Like carpal tunnel syndrome or other injuries caused by repetitive motions, CVS  is the result of the same action done over and over.  As one works at a computer, the eyes continuously focus, shift back and forth, and then align with the work on the screen.  Once the user looks down to a paper or other information, the process repeats again when the eyes refocus on the screen.  All of these actions give the eye muscles a major workout.  This workout is different than reading or doing paperwork, because the eyes are dealing with increased stimuli with changes in the screen like contrast, flicker, and glare.

Symptoms of CVS

  • blurred vision
  • double vision
  • dry, red eyes
  • eye irritation
  • headaches
  • neck or back pain

Who it affects

CVS is more prevalent in people who are nearsighted or have astigmatism, or those who need glasses but don’t wear them all the time.  Computer eye problems also increase as the eye ages, when the lens of the eye becomes less flexible.


What to do about CVS

You can help CVS by making a few simple changes.

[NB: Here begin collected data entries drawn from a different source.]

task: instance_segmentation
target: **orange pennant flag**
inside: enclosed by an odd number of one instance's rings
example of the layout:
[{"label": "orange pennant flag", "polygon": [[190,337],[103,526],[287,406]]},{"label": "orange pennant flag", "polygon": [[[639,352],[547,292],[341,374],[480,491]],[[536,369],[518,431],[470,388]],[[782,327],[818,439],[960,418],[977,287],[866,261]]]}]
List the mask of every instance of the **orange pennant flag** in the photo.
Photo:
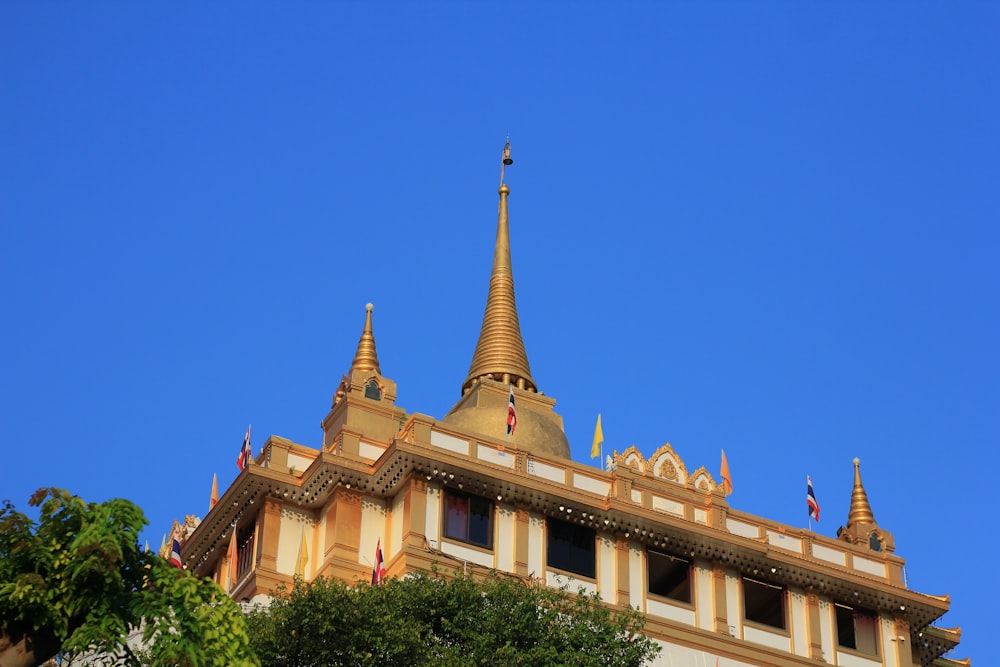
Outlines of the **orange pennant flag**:
[{"label": "orange pennant flag", "polygon": [[733,478],[729,474],[729,461],[726,460],[726,450],[722,450],[722,493],[728,496],[733,492]]}]

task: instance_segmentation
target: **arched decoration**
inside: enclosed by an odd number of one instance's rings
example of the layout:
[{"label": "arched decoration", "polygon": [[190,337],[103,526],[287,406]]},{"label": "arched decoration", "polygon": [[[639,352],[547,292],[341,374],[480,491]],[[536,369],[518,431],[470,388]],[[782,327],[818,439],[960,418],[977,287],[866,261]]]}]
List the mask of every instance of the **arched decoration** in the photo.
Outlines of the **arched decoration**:
[{"label": "arched decoration", "polygon": [[715,480],[712,479],[712,475],[705,470],[705,466],[702,466],[691,473],[691,477],[688,482],[692,487],[698,491],[714,491],[715,490]]},{"label": "arched decoration", "polygon": [[379,382],[377,377],[372,377],[365,383],[365,398],[375,401],[382,400],[382,383]]},{"label": "arched decoration", "polygon": [[877,530],[873,530],[868,536],[868,548],[872,551],[882,551],[882,536]]},{"label": "arched decoration", "polygon": [[639,474],[645,473],[647,469],[646,459],[643,458],[642,453],[636,449],[635,445],[629,446],[629,448],[621,454],[615,452],[614,460],[618,465],[631,468]]},{"label": "arched decoration", "polygon": [[653,452],[646,466],[656,477],[678,484],[687,484],[687,468],[669,442]]}]

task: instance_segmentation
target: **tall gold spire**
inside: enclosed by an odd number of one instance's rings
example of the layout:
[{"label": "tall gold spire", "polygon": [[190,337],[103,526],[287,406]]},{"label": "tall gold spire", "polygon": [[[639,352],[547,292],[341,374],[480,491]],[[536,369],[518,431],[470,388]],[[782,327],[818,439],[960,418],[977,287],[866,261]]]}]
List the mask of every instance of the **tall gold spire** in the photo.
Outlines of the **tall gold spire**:
[{"label": "tall gold spire", "polygon": [[361,332],[361,340],[358,341],[358,351],[351,362],[351,372],[354,371],[375,371],[379,375],[382,370],[378,366],[378,354],[375,352],[375,335],[372,333],[372,310],[375,306],[368,304],[365,310],[365,329]]},{"label": "tall gold spire", "polygon": [[861,459],[854,459],[854,490],[851,491],[851,511],[847,514],[847,527],[861,524],[874,525],[875,515],[868,504],[868,494],[861,484]]},{"label": "tall gold spire", "polygon": [[469,376],[462,384],[468,392],[480,378],[488,377],[519,389],[535,392],[538,387],[531,379],[528,354],[521,339],[521,325],[514,302],[514,273],[510,261],[510,223],[507,218],[507,196],[510,188],[503,182],[504,167],[513,164],[510,141],[503,150],[500,166],[500,208],[497,214],[497,239],[493,250],[493,272],[486,297],[486,312],[479,332],[476,352],[472,355]]}]

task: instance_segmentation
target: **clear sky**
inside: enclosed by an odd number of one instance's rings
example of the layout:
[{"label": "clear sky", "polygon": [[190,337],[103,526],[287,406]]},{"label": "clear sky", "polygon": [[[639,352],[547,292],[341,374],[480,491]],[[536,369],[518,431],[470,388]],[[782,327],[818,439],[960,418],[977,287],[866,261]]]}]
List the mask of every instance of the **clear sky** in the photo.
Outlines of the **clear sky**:
[{"label": "clear sky", "polygon": [[0,3],[0,497],[159,545],[247,424],[316,446],[365,303],[459,398],[504,137],[522,333],[574,458],[669,441],[846,521],[995,655],[1000,3]]}]

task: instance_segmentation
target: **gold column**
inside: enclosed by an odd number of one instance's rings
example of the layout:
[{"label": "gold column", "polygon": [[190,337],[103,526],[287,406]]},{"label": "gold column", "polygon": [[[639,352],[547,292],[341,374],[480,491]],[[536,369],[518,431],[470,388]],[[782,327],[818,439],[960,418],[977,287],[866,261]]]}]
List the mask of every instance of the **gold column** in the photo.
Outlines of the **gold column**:
[{"label": "gold column", "polygon": [[809,657],[823,659],[823,635],[820,632],[819,595],[816,591],[806,592],[806,637],[809,641]]},{"label": "gold column", "polygon": [[[528,574],[528,510],[517,509],[514,514],[514,572],[519,577]],[[537,574],[537,573],[536,573]]]},{"label": "gold column", "polygon": [[414,478],[403,503],[403,546],[422,549],[427,539],[427,480]]},{"label": "gold column", "polygon": [[338,489],[326,513],[326,553],[324,559],[339,558],[358,562],[361,540],[361,494]]},{"label": "gold column", "polygon": [[264,503],[260,517],[260,568],[278,571],[278,536],[281,532],[281,505],[273,500]]}]

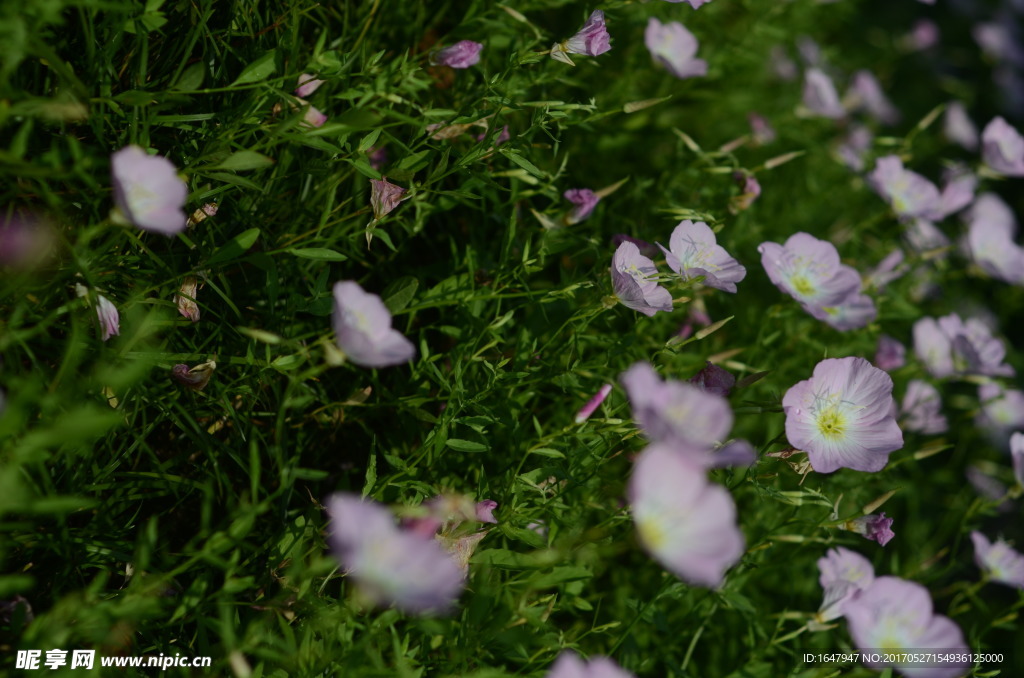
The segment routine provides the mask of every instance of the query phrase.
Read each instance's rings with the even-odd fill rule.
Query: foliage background
[[[575,648],[640,676],[835,675],[799,655],[850,647],[843,626],[798,631],[820,603],[815,561],[842,544],[880,573],[927,586],[973,649],[1006,654],[986,670],[1024,672],[1013,649],[1021,597],[977,584],[966,539],[979,528],[1024,539],[1019,502],[999,512],[964,482],[969,464],[1012,481],[1007,457],[973,425],[973,386],[944,386],[951,432],[908,434],[882,473],[802,478],[770,457],[715,472],[748,544],[721,591],[686,586],[636,543],[623,491],[643,444],[621,390],[591,421],[572,423],[637,360],[687,378],[729,352],[740,377],[768,371],[731,399],[735,435],[767,453],[785,445],[785,390],[822,357],[872,357],[883,331],[909,342],[922,315],[984,306],[1020,346],[1024,293],[956,256],[931,264],[940,296],[917,299],[901,279],[879,295],[875,323],[839,333],[769,284],[757,254],[760,242],[803,230],[863,272],[900,237],[884,203],[837,161],[843,123],[795,113],[801,85],[773,75],[771,49],[796,58],[797,40],[810,36],[837,82],[873,70],[903,122],[880,130],[872,154],[903,152],[937,178],[945,161],[977,158],[926,119],[936,106],[958,98],[978,122],[1000,113],[1021,123],[993,84],[998,65],[970,35],[995,3],[716,0],[693,11],[609,2],[611,52],[575,68],[539,54],[592,9],[575,0],[3,5],[0,205],[47,214],[58,246],[44,268],[0,281],[0,598],[21,595],[34,611],[2,622],[0,661],[13,664],[17,649],[95,647],[209,655],[214,675],[484,678],[541,676]],[[908,51],[904,36],[922,15],[942,42]],[[694,32],[707,77],[678,81],[652,66],[650,16]],[[459,39],[484,42],[478,66],[429,66],[435,44]],[[289,112],[303,72],[328,81],[312,97],[329,116],[316,130]],[[748,134],[751,111],[778,139],[714,150]],[[480,120],[482,141],[476,127],[453,141],[426,131]],[[504,124],[511,140],[495,148]],[[129,143],[169,157],[188,178],[188,209],[215,201],[216,217],[173,239],[111,225],[109,155]],[[367,247],[369,179],[379,176],[367,151],[380,145],[387,176],[411,191]],[[765,169],[790,152],[801,155]],[[757,171],[763,195],[733,215],[739,168]],[[575,226],[545,231],[530,213],[557,218],[564,190],[627,178]],[[989,188],[1020,214],[1019,180]],[[611,236],[664,243],[679,219],[698,215],[722,227],[720,242],[748,276],[735,296],[701,297],[714,320],[731,321],[666,346],[682,304],[650,319],[602,305]],[[962,233],[959,223],[944,228]],[[197,273],[202,319],[192,324],[172,299]],[[343,279],[386,299],[419,348],[409,367],[331,364],[330,289]],[[114,301],[120,337],[100,341],[76,282]],[[218,369],[205,391],[169,379],[172,365],[208,359]],[[1009,361],[1024,369],[1018,352]],[[897,396],[921,374],[913,361],[896,372]],[[409,618],[349,595],[320,505],[341,489],[404,506],[442,490],[499,502],[457,614]],[[846,516],[889,491],[897,538],[884,549],[823,527],[840,497]],[[535,522],[545,537],[528,529]]]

1. Cut the glare.  Check out the lighting around your computer to find light sources of unnecessary glare. Shut the shades, install dimmer lights, or put a glare filter over your monitor.

2. Change your computer settings.  Adjust the brightness, contrast and font size to your comfort level.

3. Optimize your work space. Make sure your computer monitor is slightly below your eye level, about 20-28 inches from your face.  Place a stand next to your computer that’s at eye level and place papers you need to reference there. This eliminates the need to look down and refocus when you stare at the screen.

4.  Take a break! Look away from the screen every 20 minute or so.  Walk around the office! Blink! It keeps your eyes moist.

Finally, remember that adults and children need regular eye visits. While regular computer use can cause significant eyestrain, there’s no evidence that it causes any long term damage to eyes. If eyestrain affects you, it’s a good idea to let your eye doctor know. He or she can give a thorough exam, and help find a solution that may include special computer glasses.